11/18/2012 7:00 am EST
In volatile markets, stops will often get hit and then the market will reverse. Dan Collins from Futures magazine discusses using options to limit risk instead of stops.
My guest today is Dan Collins of Futures magazine, and we’re talking about using options as a hedging tool and as a risk management tool, rather than stops, so Dan, talk about this strategy.
Okay well, it’s not a strategy specifically, but it’s a tool—it’s another one of the tools that options provides, because if you see—I know when we’re going to hear this, but this is a day after the Fed did their Quantitative Easing 3 and a lot of markets whipsawed, which you see in a lot of actions, and that will have the effect of taking you out of a position that may have been profitable. One of the benefits of options is you can use it as a risk management tool, where you have that protection where you’re not necessarily stopping yourself out, so you still maintain your opportunity and you can limit your loss to a certain area.
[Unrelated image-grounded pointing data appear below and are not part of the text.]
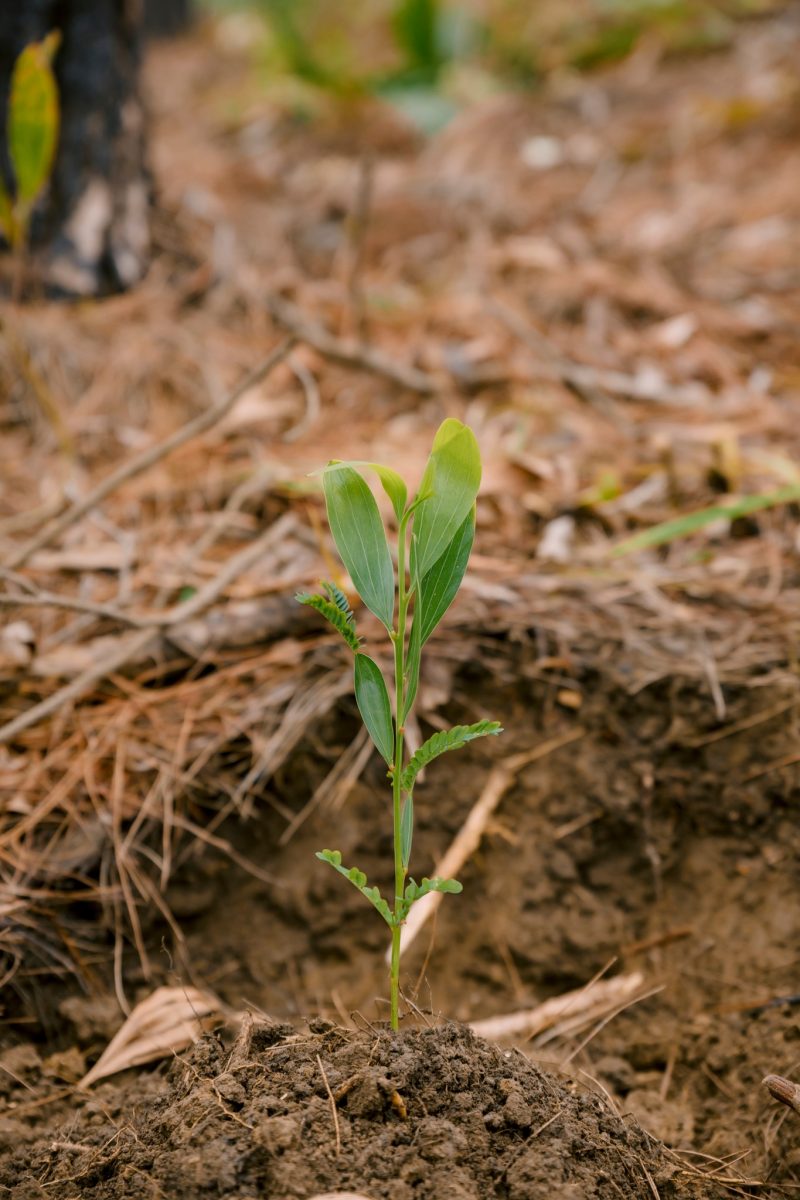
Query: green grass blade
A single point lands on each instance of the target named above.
(689, 523)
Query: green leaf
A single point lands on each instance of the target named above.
(407, 829)
(441, 742)
(32, 119)
(341, 619)
(391, 483)
(415, 892)
(338, 599)
(439, 586)
(360, 539)
(681, 527)
(359, 880)
(451, 480)
(372, 697)
(413, 658)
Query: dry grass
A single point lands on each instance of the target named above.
(617, 329)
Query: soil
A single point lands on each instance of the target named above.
(433, 1111)
(665, 838)
(636, 846)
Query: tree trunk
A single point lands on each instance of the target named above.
(90, 232)
(166, 18)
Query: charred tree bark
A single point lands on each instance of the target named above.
(90, 232)
(164, 18)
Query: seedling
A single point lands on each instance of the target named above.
(434, 539)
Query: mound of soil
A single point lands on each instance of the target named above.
(434, 1113)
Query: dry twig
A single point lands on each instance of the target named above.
(468, 838)
(349, 354)
(149, 457)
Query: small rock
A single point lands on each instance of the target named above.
(439, 1139)
(229, 1090)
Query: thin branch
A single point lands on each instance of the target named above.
(142, 462)
(349, 354)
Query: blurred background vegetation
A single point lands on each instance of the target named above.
(431, 57)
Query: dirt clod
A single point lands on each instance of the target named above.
(479, 1122)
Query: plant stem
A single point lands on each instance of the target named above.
(397, 769)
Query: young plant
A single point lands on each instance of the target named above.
(434, 539)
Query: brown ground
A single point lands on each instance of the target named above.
(665, 838)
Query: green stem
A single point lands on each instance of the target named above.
(397, 768)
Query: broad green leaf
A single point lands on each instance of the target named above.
(434, 595)
(341, 619)
(439, 586)
(407, 829)
(441, 742)
(32, 119)
(681, 527)
(359, 880)
(415, 892)
(360, 539)
(451, 480)
(391, 483)
(372, 697)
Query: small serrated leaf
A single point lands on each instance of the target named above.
(337, 597)
(441, 742)
(332, 612)
(407, 829)
(372, 697)
(359, 880)
(415, 892)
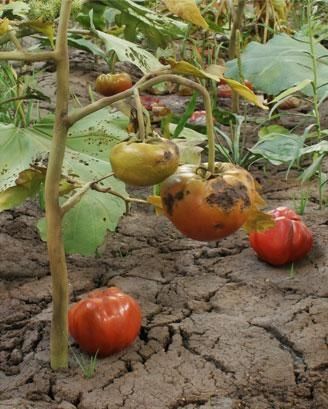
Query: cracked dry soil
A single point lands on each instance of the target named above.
(221, 329)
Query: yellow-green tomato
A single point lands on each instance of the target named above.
(144, 163)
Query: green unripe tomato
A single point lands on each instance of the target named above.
(144, 163)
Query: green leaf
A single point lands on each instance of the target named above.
(312, 169)
(267, 131)
(189, 142)
(280, 64)
(128, 51)
(27, 185)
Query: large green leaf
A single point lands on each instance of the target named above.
(159, 30)
(95, 134)
(23, 158)
(279, 148)
(280, 64)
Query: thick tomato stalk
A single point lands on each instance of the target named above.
(289, 240)
(105, 322)
(206, 207)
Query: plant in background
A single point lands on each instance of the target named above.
(69, 157)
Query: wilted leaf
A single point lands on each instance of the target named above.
(159, 30)
(156, 201)
(280, 64)
(86, 225)
(272, 129)
(27, 185)
(187, 10)
(4, 26)
(189, 142)
(185, 68)
(17, 8)
(43, 27)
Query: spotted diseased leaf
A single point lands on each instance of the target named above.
(187, 10)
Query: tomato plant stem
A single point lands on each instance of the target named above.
(57, 260)
(140, 117)
(27, 56)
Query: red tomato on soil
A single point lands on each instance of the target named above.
(111, 84)
(289, 240)
(106, 322)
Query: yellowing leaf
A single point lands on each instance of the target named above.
(43, 27)
(187, 10)
(185, 68)
(258, 221)
(245, 92)
(156, 201)
(4, 26)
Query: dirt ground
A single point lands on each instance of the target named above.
(221, 329)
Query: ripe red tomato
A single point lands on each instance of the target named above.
(208, 208)
(111, 84)
(144, 163)
(106, 322)
(288, 241)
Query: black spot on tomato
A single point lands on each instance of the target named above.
(167, 155)
(219, 226)
(226, 196)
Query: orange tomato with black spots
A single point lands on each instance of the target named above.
(208, 207)
(111, 84)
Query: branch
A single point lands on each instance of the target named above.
(27, 56)
(74, 199)
(142, 85)
(126, 199)
(106, 101)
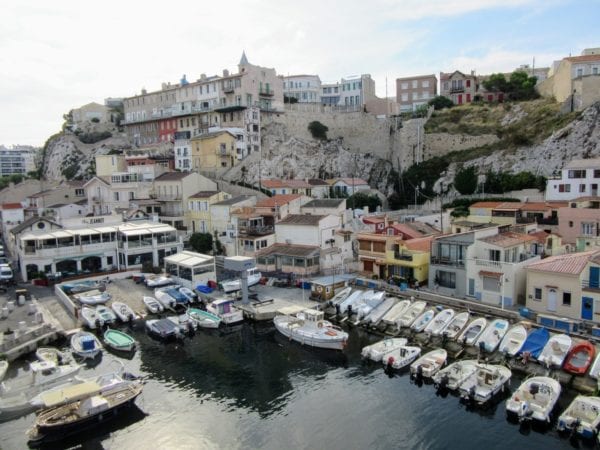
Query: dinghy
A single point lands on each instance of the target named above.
(582, 416)
(485, 382)
(472, 331)
(555, 351)
(377, 351)
(439, 323)
(492, 335)
(455, 374)
(513, 340)
(429, 364)
(534, 399)
(457, 324)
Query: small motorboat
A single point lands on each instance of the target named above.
(401, 357)
(86, 345)
(579, 358)
(422, 321)
(309, 328)
(117, 340)
(429, 364)
(456, 325)
(439, 323)
(123, 311)
(534, 399)
(582, 416)
(555, 351)
(485, 382)
(472, 331)
(152, 305)
(410, 314)
(204, 318)
(108, 317)
(377, 350)
(455, 374)
(394, 314)
(513, 340)
(535, 342)
(492, 335)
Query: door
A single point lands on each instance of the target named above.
(587, 308)
(552, 300)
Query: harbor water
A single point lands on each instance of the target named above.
(249, 387)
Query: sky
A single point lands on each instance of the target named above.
(63, 54)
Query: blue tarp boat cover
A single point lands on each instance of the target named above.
(535, 342)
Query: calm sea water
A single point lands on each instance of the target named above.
(251, 388)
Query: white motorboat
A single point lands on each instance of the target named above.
(152, 305)
(513, 340)
(456, 325)
(492, 335)
(485, 382)
(377, 350)
(401, 357)
(582, 416)
(225, 309)
(472, 331)
(86, 345)
(429, 364)
(422, 321)
(410, 314)
(90, 318)
(229, 286)
(394, 314)
(534, 399)
(309, 328)
(455, 374)
(439, 323)
(106, 314)
(123, 311)
(555, 351)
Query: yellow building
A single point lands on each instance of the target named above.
(198, 215)
(213, 151)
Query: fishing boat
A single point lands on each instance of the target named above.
(455, 374)
(429, 364)
(422, 321)
(582, 416)
(123, 311)
(377, 350)
(309, 328)
(152, 305)
(106, 314)
(555, 351)
(579, 358)
(535, 342)
(204, 318)
(456, 325)
(513, 340)
(492, 335)
(472, 331)
(224, 308)
(60, 421)
(117, 340)
(86, 345)
(401, 357)
(534, 399)
(439, 323)
(485, 382)
(410, 314)
(90, 318)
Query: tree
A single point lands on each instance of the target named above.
(465, 181)
(441, 102)
(201, 242)
(318, 130)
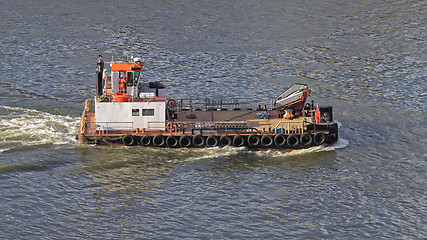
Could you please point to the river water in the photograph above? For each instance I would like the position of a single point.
(365, 58)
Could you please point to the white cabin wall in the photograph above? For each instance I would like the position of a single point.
(118, 115)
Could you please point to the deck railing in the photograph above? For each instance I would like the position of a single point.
(212, 103)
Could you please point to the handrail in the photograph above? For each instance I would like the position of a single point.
(211, 103)
(99, 126)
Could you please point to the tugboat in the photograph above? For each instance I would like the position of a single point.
(130, 111)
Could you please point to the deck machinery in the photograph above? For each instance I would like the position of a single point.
(128, 110)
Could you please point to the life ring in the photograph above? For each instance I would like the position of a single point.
(199, 141)
(185, 141)
(171, 103)
(212, 141)
(292, 141)
(319, 138)
(225, 140)
(128, 140)
(254, 140)
(280, 140)
(145, 141)
(172, 126)
(159, 140)
(267, 141)
(306, 139)
(238, 141)
(172, 141)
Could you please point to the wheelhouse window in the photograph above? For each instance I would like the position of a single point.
(135, 112)
(132, 78)
(147, 112)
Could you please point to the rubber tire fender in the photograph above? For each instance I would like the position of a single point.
(185, 141)
(225, 140)
(128, 140)
(145, 141)
(254, 140)
(280, 140)
(159, 140)
(212, 141)
(306, 139)
(319, 138)
(267, 141)
(199, 141)
(172, 141)
(293, 141)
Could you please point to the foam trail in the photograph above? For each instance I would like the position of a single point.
(341, 143)
(23, 128)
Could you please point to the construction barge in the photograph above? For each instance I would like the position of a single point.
(130, 111)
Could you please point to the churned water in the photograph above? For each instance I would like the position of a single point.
(365, 58)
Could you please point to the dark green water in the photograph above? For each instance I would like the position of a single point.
(367, 59)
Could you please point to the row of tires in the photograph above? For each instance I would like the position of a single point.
(256, 141)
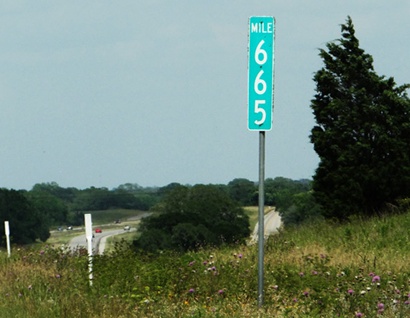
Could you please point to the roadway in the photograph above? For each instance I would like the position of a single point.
(272, 223)
(98, 240)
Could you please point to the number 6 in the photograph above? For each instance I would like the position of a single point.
(260, 51)
(260, 110)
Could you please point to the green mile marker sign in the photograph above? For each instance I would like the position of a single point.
(260, 73)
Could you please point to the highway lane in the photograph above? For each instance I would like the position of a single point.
(272, 222)
(98, 240)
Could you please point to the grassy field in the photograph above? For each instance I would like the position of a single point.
(358, 269)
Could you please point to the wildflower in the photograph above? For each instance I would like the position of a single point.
(376, 279)
(380, 307)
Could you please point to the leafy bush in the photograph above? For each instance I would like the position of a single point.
(192, 218)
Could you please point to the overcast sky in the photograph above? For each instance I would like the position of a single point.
(101, 93)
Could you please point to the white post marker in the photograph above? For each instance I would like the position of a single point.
(7, 232)
(89, 237)
(261, 32)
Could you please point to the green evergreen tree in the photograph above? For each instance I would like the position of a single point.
(362, 135)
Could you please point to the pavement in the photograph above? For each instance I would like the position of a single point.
(272, 223)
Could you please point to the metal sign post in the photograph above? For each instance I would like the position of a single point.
(260, 108)
(89, 237)
(7, 232)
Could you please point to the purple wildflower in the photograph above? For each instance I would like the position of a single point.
(376, 279)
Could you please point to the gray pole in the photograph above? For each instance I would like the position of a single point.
(261, 216)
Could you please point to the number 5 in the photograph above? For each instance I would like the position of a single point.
(260, 110)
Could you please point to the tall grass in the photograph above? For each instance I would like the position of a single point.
(358, 269)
All right, give us an example of maybe an XYZ stock at 20 and using options as a stop loss, just garden-variety strategy here.
Well, I mean, mainly what that would be doing is buying puts, which puts a floor under your stop, and if it hits there, it may be out in the future, so you’re covered, but if it comes back and you’re not stopped out. Now, in futures, you have a stop, and if there’s a big announcement, not only are you stopped out, but sometimes you’re stopped out not at a worse price, because a stop just turns into a market order, so it just gives you a little bit of extra flexibility.
All right, let’s talk about strike prices and expirations. Do I want the closest expiration and how close in the money and out of the money should I be?
Well, it depends on what you’re doing. If you’re using it as a risk management tool, you’re setting your limit, your price by buying a put or a call above or below the market, but what we are seeing is kind of a growing sophistication in the use of options and to give you an example, in our October issue we examine the hot new CTA’s. Every one of them is an option trader and they’re not your flat out option writers like we’ve seen in the past, which is a good program if done right, but it can be a little bit scary. The joke is you’re always picking up nickels in front of a steamroller and what we’re seeing is today’s option traders are not just doing the flat out option writing, they’re doing more of that--I kind of coin it as a volatility value trade where they’re going to sell the options when the premium is high, but they can offset as a hedge, but not only as a hedge by buying options if the premiums are depressed.
What do you think has led to this more interesting option? Is it just the evolution of the retail trader that they’re getting more sophisticated?
I think so. I mean, we’ve been doing your shows for a long time and we’re kind of seeing the level of sophistication rise because options, some people say they’re safer, but they could be more risky if you don’t understand it and they’re definitely more complex. A lot of people like to say it’s playing chess instead of checkers, and the good thing about options is you can define your risk on either side of the market. The bad thing is that sometimes a little bit of knowledge can hurt you because working on the floor I’d always recall people would always call me and say, the market went here, my option didn’t move the way it was supposed to. Well, they were being economical and purchasing further out of the money options and the delta was not there, so it didn’t move with the market and they got upset, but it’s a great tool.